J’en étais resté à la bise glaçant les os dans les rues désertes de Monte Sant’Angelo. Fort heureusement, et comme le veut la tradition de ce voyage d’automne, le temps s’est mis au beau et l’Italie du Sud, dans sa lumineuse splendeur, de nous offrir la douceur attendue, celle d’une arrière saison plus folâtre que mélancolique.

Ainsi, qui aime l’Italie aime la passeggiata, cette heure où, le soir venu, les rues s’animent du va et vient des badauds en goguette. On lèche les vitrines, on boit un verre en terrasse, on se montre ; certains jouent quelques euros à la loterie tandis que d’autres vont à la messe.
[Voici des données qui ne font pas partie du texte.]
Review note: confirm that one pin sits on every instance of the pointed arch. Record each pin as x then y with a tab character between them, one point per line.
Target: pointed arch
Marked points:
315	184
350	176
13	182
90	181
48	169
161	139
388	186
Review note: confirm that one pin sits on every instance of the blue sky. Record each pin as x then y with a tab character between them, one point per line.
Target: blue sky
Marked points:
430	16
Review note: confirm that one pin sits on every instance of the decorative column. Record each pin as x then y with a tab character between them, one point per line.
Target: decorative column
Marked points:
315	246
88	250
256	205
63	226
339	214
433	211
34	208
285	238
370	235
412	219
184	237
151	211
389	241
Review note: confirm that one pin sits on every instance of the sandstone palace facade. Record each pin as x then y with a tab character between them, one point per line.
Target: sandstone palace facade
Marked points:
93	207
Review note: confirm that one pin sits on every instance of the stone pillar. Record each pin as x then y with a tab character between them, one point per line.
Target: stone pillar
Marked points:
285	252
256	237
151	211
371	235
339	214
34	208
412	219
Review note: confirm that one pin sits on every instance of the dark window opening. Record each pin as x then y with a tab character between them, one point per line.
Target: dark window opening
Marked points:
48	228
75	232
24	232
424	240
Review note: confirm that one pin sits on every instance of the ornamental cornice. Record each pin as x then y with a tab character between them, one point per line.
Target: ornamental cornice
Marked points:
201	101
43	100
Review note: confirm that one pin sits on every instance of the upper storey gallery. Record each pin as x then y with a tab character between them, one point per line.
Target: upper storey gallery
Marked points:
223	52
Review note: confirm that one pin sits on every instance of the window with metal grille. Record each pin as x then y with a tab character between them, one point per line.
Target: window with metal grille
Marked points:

À Bari comme à Lecce nous avons épousé le mouvement. Comment y résister ? Les places résonnent, bourdonnent dans la nuit, une énergie se dégage qui vous emporte.

Vous êtes surpris, le lendemain matin, de retrouver les mêmes lieux vides, théâtralement vides, comme un décor attendant que la troupe revienne pour rejouer la pièce, identique chaque soir.